Additional considerations included that there is no dedicated faculty leadership for MLS legal studies and, while the Eberly College of Arts and Sciences unit presented a plan to develop the MPA public administration as an online degree, the online market is already dominated by large, national online
institutions.

The final recommendation is to discontinue both programs and get rid of all faculty positions in the unit.

School of Design and Community Development

The appeals process netted several changes of preliminary recommendations for the School of Design and Community Development, including a unanimous decision to keep the BSLA landscape architecture major.

The successful appeal comes with requirements to provide the provost’s office with a recruitment and marketing plan by Oct. 31 to increase first-time freshmen enrollment in the program and set a target enrollment to achieve by fall 2026.

The unit must also agree to follow-up reporting on fall enrollment for each of the next three academic years.

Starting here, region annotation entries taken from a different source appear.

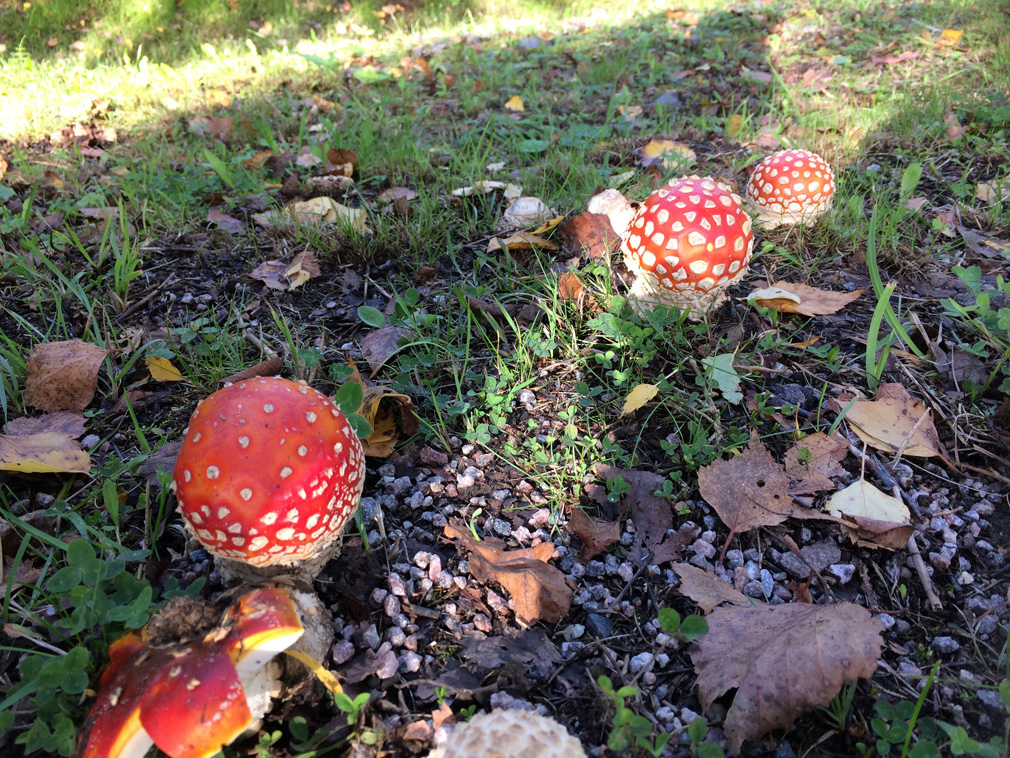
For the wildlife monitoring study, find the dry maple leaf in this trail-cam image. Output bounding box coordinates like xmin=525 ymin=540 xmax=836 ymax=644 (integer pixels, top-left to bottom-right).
xmin=561 ymin=212 xmax=621 ymax=259
xmin=444 ymin=524 xmax=575 ymax=626
xmin=836 ymin=382 xmax=946 ymax=462
xmin=784 ymin=432 xmax=848 ymax=495
xmin=568 ymin=508 xmax=621 ymax=563
xmin=24 ymin=340 xmax=109 ymax=411
xmin=674 ymin=563 xmax=758 ymax=613
xmin=689 ymin=602 xmax=884 ymax=754
xmin=698 ymin=442 xmax=795 ymax=542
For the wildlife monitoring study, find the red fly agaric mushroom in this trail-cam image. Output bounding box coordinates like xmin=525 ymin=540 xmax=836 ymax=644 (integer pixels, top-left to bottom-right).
xmin=79 ymin=587 xmax=303 ymax=758
xmin=173 ymin=378 xmax=365 ymax=577
xmin=621 ymin=176 xmax=753 ymax=319
xmin=746 ymin=150 xmax=834 ymax=228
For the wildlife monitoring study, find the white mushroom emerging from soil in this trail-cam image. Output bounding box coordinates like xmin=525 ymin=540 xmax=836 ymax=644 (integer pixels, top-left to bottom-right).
xmin=173 ymin=378 xmax=365 ymax=579
xmin=429 ymin=709 xmax=586 ymax=758
xmin=746 ymin=150 xmax=834 ymax=228
xmin=621 ymin=176 xmax=753 ymax=319
xmin=79 ymin=587 xmax=304 ymax=758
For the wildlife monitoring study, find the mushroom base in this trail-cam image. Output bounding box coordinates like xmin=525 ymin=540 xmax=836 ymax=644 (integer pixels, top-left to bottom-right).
xmin=214 ymin=539 xmax=340 ymax=586
xmin=743 ymin=197 xmax=831 ymax=229
xmin=628 ymin=274 xmax=739 ymax=321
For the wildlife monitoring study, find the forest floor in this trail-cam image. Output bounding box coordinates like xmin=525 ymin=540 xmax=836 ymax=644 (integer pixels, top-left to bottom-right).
xmin=0 ymin=0 xmax=1010 ymax=758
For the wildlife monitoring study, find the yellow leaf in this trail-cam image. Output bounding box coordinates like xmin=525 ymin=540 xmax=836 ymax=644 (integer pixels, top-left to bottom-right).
xmin=621 ymin=384 xmax=660 ymax=415
xmin=284 ymin=650 xmax=343 ymax=694
xmin=0 ymin=432 xmax=91 ymax=474
xmin=144 ymin=358 xmax=183 ymax=382
xmin=940 ymin=29 xmax=965 ymax=44
xmin=529 ymin=216 xmax=565 ymax=234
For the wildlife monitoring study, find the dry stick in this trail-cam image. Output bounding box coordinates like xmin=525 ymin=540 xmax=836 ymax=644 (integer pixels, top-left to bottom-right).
xmin=846 ymin=433 xmax=943 ymax=610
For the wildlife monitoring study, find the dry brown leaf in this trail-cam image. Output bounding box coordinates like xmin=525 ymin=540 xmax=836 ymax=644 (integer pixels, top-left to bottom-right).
xmin=143 ymin=357 xmax=183 ymax=382
xmin=351 ymin=386 xmax=419 ymax=458
xmin=6 ymin=410 xmax=84 ymax=440
xmin=362 ymin=326 xmax=410 ymax=378
xmin=747 ymin=282 xmax=863 ymax=316
xmin=562 ymin=213 xmax=621 ymax=259
xmin=376 ymin=187 xmax=417 ymax=203
xmin=568 ymin=508 xmax=621 ymax=563
xmin=698 ymin=442 xmax=796 ymax=543
xmin=24 ymin=340 xmax=109 ymax=411
xmin=249 ymin=250 xmax=322 ymax=292
xmin=785 ymin=432 xmax=848 ymax=495
xmin=594 ymin=463 xmax=697 ymax=566
xmin=824 ymin=479 xmax=915 ymax=550
xmin=558 ymin=271 xmax=586 ymax=302
xmin=836 ymin=382 xmax=946 ymax=461
xmin=444 ymin=524 xmax=575 ymax=626
xmin=673 ymin=563 xmax=756 ymax=613
xmin=690 ymin=602 xmax=884 ymax=754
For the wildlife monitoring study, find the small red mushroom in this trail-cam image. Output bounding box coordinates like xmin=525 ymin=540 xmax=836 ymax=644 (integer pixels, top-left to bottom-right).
xmin=79 ymin=587 xmax=303 ymax=758
xmin=746 ymin=150 xmax=834 ymax=228
xmin=621 ymin=176 xmax=753 ymax=318
xmin=173 ymin=378 xmax=365 ymax=576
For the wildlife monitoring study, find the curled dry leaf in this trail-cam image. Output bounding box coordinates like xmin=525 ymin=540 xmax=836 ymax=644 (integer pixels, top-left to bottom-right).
xmin=24 ymin=340 xmax=109 ymax=411
xmin=824 ymin=479 xmax=915 ymax=550
xmin=358 ymin=386 xmax=419 ymax=458
xmin=690 ymin=602 xmax=884 ymax=754
xmin=488 ymin=231 xmax=558 ymax=253
xmin=0 ymin=432 xmax=91 ymax=474
xmin=362 ymin=326 xmax=410 ymax=378
xmin=747 ymin=282 xmax=865 ymax=316
xmin=444 ymin=524 xmax=575 ymax=626
xmin=562 ymin=211 xmax=621 ymax=260
xmin=568 ymin=508 xmax=621 ymax=563
xmin=674 ymin=563 xmax=758 ymax=613
xmin=835 ymin=382 xmax=946 ymax=461
xmin=638 ymin=139 xmax=698 ymax=171
xmin=558 ymin=271 xmax=586 ymax=302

To address concerns about the low student-to-faculty ratio, the school presented a plan to discontinue the MSLA landscape architecture program, which would allow for the delivery of the BSLA landscape architecture major with fewer faculty.

“The school made a strong case for retaining the BSLA major by demonstrating it could achieve efficiencies while addressing the needs of landscape architecture students who do not have a similar degree program to pursue here at the university,” Provost and Vice President for Academic Affairs Maryanne Reed said.

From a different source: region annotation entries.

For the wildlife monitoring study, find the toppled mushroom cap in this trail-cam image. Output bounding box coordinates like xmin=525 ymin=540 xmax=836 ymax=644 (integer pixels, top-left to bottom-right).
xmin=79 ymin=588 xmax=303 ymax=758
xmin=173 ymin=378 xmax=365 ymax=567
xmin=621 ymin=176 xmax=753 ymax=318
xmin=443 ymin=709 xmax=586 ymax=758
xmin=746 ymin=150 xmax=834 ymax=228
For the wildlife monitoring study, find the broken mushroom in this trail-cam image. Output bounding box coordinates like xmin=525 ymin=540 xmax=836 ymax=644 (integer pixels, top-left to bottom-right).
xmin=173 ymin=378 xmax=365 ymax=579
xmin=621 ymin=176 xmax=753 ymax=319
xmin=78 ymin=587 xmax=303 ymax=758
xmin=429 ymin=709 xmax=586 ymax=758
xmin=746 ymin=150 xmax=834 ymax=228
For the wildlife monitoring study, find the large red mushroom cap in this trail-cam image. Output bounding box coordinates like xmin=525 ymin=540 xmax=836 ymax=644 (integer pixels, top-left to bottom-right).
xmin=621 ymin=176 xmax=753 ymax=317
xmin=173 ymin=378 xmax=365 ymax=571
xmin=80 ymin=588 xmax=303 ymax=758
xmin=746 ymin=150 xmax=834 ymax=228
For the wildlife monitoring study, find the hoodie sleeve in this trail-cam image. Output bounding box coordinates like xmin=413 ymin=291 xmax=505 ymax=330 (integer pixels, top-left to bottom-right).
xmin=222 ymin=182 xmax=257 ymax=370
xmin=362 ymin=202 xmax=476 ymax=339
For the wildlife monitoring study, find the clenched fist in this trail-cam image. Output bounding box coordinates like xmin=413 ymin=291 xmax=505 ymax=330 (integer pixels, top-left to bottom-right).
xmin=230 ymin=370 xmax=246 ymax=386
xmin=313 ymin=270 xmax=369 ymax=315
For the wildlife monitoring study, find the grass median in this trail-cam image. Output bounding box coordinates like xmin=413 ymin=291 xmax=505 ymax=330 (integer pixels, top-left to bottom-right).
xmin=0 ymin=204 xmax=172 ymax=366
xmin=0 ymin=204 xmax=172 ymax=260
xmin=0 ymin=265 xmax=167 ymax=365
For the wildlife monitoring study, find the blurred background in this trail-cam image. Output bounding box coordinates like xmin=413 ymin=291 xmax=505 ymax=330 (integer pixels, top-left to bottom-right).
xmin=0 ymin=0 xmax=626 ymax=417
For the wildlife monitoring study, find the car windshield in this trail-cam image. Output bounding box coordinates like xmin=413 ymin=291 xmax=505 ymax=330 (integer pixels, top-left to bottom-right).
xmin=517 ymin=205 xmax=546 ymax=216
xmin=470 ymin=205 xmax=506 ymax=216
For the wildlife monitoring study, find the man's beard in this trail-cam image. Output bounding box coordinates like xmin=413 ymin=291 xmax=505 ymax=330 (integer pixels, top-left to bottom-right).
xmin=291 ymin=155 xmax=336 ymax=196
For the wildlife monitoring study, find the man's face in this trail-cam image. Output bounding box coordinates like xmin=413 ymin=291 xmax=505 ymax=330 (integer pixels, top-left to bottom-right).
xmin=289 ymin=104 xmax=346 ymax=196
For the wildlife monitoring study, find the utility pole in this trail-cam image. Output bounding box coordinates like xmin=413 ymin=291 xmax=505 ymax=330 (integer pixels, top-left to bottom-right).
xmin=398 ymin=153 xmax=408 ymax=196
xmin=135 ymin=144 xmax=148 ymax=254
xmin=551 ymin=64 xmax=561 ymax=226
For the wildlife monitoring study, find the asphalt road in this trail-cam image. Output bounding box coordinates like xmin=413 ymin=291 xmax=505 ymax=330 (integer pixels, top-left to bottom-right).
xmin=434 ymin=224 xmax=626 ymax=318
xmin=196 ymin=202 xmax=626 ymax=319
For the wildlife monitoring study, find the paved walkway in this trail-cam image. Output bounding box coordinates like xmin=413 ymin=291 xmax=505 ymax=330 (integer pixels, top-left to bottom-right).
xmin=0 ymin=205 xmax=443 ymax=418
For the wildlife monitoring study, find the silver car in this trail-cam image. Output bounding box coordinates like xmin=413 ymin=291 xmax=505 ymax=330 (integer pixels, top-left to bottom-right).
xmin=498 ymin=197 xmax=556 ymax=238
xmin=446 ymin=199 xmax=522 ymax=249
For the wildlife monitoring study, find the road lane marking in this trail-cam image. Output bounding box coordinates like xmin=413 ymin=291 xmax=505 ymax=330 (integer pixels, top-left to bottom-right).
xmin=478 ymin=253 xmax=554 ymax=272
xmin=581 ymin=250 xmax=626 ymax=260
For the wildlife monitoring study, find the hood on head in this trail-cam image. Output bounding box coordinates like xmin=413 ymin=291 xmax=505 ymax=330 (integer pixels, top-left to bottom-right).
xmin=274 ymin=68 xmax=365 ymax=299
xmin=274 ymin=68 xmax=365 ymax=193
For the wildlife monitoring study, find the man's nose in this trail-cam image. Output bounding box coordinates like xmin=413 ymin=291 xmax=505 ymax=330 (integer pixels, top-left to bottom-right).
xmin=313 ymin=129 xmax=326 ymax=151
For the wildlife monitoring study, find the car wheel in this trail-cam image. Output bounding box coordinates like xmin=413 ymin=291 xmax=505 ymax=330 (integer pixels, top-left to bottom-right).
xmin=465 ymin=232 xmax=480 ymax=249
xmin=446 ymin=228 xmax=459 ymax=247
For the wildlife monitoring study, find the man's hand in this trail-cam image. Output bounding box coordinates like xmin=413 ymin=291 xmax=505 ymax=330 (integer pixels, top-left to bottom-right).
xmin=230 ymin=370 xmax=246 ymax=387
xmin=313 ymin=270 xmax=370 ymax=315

The BS interior architecture, BS design studies and BS fashion, design and merchandising programs will be moved out of the school and Davis College and into the new college resulting from the College of Creative Arts and Reed College of Media merger.

“Bringing these design programs into the new merged college will enable students to benefit from the new collaborative curricula and instruction that can arise by such restructuring,” Reed said. “This epitomizes the goals of Academic Transformation.”

Proposals for the BS-AGR agriculture and Extension education, BS environmental and community planning, and PhD human and community development majors were not appealed. The number of faculty positions in the unit should be reduced from its current number to 21 under the final
recommendations.

Process and next steps

The Program Review Appeal Committee held hearings between Aug. 24-Sept. 1 for 19 of the 25 programs under review. The School of Medicine, School of Pharmacy, Center for Women’s and Gender Studies, Department of Philosophy, Management Department and Department of Mining Engineering did not file notices of appeal.

The Board of Governors will hear public comments from those who have signed up or submitted comments in writing in advance of Sept. 14 before a planned vote on the final recommendations during its regular meeting on Sept. 15.